In this paper, we introduce the FOCAL (Ford-OLIVES Collaboration on Active Learning) dataset which enables the study of the impact of annotation-cost within a video active learning setting. Annotation-cost refers to the time it takes an annotator to label and quality-assure a given video sequence. A practical motivation for active learning research is to minimize annotation-cost by selectively labeling informative samples that will maximize performance within a given budget constraint. However, previous work in video active learning lacks real-time annotation labels for accurately assessing cost minimization and instead operates under the assumption that annotation-cost scales linearly with the amount of data to annotate. This assumption does not take into account a variety of real-world confounding factors that contribute to a nonlinear cost such as the effect of an assistive labeling tool and the variety of interactions within a scene such as occluded objects, weather, and motion of objects. FOCAL addresses this discrepancy by providing real annotation-cost labels for 126 video sequences across 69 unique city scenes with a variety of weather, lighting, and seasonal conditions. These videos have a wide range of interactions that are at the intersection of infrastructure-assisted autonomy and autonomous vehicle communities. We show through a statistical analysis of the FOCAL dataset that cost is more correlated with a variety of factors beyond just the length of a video sequence. We also introduce a set of conformal active learning algorithms that take advantage of the sequential structure of video data in order to achieve a better trade-off between annotation-cost and performance while also reducing floating point operations (FLOPS) overhead by at least 77.67%. We show how these approaches better reflect how annotations on videos are done in practice through a sequence selection framework. We further demonstrate the advantage of these approaches by introducing two performance-cost metrics and show that the best conformal active learning method is cheaper than the best traditional active learning method by 113 hours.

Novel Analyses on Dataset

From this dataset, we can perform an analysis of Active Learning cost from the perspective of cost as well as from performance. In the figure above, we show the amount of labeling time in hours for a wide variety of active learning algorithms.

Dataset Labeling Details

Figure 1. Example of labeling setup within our internal platform.

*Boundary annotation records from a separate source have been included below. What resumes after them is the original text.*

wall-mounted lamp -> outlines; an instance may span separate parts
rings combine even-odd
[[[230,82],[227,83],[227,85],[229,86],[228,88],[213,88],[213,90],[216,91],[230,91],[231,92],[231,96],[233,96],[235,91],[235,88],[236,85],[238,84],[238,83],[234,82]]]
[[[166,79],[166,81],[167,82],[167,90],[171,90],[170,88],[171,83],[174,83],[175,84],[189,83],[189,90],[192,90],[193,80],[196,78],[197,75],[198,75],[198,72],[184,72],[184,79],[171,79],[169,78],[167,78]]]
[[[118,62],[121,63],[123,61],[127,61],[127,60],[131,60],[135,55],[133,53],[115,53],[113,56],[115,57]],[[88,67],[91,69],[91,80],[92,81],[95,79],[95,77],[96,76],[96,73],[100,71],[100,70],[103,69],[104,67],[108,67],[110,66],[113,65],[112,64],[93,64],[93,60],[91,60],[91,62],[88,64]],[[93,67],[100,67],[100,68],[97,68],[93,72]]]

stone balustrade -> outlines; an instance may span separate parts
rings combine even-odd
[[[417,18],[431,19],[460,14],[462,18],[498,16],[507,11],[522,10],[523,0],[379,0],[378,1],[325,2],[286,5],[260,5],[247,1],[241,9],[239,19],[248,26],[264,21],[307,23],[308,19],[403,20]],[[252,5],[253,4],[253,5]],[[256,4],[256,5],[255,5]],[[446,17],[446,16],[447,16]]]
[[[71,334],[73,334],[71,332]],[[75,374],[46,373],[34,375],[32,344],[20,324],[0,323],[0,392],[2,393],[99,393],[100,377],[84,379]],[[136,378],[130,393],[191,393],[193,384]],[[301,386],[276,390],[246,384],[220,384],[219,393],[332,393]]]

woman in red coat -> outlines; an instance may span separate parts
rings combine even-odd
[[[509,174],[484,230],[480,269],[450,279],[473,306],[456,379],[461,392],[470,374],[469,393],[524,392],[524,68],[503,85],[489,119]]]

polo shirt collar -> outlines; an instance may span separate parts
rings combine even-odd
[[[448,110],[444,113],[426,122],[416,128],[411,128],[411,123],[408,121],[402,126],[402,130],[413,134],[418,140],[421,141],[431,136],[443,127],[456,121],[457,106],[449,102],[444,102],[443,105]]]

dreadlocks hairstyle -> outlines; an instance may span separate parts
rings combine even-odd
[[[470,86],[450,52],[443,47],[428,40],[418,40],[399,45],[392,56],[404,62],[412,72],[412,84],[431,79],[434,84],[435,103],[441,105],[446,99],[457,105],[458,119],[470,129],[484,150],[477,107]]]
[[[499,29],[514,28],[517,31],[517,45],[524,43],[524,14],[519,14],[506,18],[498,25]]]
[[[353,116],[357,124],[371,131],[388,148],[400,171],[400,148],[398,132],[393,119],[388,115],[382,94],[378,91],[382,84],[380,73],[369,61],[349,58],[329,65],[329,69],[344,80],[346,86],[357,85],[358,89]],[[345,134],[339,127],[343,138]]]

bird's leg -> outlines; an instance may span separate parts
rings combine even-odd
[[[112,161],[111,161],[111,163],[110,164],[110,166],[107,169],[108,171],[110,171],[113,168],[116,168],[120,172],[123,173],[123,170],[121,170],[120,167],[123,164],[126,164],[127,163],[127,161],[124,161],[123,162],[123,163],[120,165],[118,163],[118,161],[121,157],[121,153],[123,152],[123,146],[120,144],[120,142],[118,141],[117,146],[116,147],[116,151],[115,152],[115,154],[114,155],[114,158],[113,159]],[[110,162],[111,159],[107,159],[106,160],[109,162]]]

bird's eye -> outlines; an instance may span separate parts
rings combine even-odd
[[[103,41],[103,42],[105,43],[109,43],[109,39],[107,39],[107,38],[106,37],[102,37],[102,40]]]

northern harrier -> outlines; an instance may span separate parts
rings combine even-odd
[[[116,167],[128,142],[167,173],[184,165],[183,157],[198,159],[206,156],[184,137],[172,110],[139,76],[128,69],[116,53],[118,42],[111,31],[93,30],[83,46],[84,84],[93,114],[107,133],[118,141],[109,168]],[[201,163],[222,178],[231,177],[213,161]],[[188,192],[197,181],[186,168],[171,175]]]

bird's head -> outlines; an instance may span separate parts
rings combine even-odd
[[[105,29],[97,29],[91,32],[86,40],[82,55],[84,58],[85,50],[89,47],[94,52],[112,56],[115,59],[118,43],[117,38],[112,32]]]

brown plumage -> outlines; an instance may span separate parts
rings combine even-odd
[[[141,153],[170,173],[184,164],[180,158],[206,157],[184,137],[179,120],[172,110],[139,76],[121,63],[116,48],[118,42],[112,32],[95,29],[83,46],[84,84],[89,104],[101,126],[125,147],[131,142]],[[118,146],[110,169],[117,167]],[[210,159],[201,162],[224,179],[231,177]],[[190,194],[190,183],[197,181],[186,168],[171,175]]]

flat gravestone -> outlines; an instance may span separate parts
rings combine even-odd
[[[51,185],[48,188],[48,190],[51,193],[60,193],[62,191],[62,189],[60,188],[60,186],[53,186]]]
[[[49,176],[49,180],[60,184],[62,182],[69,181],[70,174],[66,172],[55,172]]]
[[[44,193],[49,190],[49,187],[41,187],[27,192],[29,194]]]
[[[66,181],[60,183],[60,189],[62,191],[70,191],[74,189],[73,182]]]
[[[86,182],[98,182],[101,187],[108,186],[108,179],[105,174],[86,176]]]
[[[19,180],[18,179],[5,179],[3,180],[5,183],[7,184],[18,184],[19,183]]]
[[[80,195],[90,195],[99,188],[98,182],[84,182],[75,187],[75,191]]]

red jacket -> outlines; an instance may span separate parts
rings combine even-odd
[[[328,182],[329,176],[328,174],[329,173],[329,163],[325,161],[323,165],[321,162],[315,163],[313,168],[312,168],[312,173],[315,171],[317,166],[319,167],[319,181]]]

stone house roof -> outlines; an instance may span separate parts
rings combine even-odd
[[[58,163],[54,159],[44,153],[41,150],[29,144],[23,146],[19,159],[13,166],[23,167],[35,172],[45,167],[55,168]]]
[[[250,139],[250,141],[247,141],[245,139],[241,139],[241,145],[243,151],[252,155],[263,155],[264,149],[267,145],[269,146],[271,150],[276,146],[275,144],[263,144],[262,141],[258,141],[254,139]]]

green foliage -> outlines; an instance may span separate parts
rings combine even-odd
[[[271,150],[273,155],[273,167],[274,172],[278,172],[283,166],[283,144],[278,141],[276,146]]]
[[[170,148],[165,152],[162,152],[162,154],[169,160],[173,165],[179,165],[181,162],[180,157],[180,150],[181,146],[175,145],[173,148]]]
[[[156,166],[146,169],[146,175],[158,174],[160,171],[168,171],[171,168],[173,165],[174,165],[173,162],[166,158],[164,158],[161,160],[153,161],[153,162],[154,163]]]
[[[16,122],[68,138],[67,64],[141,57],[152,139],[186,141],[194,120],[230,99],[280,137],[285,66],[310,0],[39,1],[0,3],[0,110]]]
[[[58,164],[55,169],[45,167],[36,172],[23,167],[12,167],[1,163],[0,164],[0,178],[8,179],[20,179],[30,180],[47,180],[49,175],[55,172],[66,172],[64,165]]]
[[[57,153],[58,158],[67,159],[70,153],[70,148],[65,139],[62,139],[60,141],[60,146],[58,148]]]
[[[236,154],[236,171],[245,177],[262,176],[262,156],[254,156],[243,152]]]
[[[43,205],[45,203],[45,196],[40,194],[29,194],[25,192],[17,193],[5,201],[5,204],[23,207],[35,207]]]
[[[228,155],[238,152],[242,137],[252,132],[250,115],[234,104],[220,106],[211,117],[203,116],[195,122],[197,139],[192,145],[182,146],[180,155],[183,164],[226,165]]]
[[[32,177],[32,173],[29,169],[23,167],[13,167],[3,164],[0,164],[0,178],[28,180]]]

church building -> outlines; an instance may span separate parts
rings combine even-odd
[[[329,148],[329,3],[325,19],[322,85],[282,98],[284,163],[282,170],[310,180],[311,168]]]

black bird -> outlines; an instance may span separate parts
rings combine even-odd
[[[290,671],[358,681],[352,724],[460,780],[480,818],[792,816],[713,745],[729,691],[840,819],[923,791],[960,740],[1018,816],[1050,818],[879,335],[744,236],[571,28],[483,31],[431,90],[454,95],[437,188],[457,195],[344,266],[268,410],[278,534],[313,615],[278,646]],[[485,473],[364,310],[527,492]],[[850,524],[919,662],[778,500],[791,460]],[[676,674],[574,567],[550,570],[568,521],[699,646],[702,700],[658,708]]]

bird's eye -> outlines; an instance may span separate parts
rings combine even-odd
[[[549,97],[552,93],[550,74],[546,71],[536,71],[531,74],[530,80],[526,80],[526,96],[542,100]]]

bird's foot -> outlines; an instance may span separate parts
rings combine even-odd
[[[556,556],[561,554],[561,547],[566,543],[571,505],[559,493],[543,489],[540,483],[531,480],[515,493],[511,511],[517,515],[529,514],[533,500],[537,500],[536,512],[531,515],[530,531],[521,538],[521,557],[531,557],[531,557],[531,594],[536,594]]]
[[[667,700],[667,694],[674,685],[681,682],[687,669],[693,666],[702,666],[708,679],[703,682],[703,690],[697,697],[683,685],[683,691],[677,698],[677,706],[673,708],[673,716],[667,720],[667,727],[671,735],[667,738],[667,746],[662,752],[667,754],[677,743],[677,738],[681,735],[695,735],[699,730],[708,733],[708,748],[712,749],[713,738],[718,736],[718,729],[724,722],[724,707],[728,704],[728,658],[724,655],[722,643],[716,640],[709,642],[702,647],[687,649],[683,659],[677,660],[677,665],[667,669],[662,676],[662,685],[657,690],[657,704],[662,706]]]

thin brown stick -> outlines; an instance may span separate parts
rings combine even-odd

Figure 2. Example of how cost annotation is calculated within the labeling tool. Users log in on specified dates to work on annotating sequences and their cumulative work time is recorded. This number is summed for all annotators and the total resulting time is the annotation cost of the sequence.

Figure 3. Example of how label and cost information is organized within the FOCAL dataset. Every sequence is assigned a cost value based on the time associated with annotating the sequence.

Within this section, we show specific details surrounding the labeling process. After the data is entered into the online annotation platform, the annotator uses the setup shown in Figure 1 in order to assign bounding boxes to the objects in the scene as well as interpolate these objects across the sequence. Also within this annotation tool is a system to track the amount of time each user spends working on a sequence. This is shown through the example for a specific sequence in Figure 2. The x-axis shows the dates in which work on the sequence was performed and the y-axis indicates the number of cumulative hours across all users for that specific sequence. This work is divided into quality assurance and annotation time and the sum across all hours worked on each date is the final labeling time for the sequence. This can be further understood through the data files available in the dataset. Figure 3 shows how every sequence comes with its own identity as well as information regarding frames, quantity of bounding boxes, unique scene identifier, and the cumulative number of days and hours it took to label the sequence. Participants who annotated the data and performed quality assurance were compensated appropriately for their services.

Dataset Statistics Details

Figure 4. Variation of frame quantity in sequences. The majority of collected sequences consist of a relatively equal number of frames. This avoids potential bias in terms of sequence length in querying strategies.

Frame Quantity Distribution: We show the distribution of frame quantity for all sequences in Figure 4. The majority of sequences are constrained within 594 to 864 frames, indicating that the sequences contain a relatively equal number of frames. This avoids bias in terms of utilizing sequence length as a major indicator for querying. Ideally, active learning algorithms should utilize the inherent information and difficulties with labeling to achieve high generalization and low annotation cost, instead of querying according to the variation of sequence length.

Figure 5. Unique scene identities. All sequences are grouped into 79 unique scenes to obtain non-overlapping training and test scenes. The x-axis represents assigned scene identities. The y-axis shows the number of sequences collected at each corresponding scene.

Figure 6. Season distribution in the FOCAL dataset. The sequences were collected in multiple seasons to encourage diverse environmental conditions and object activities.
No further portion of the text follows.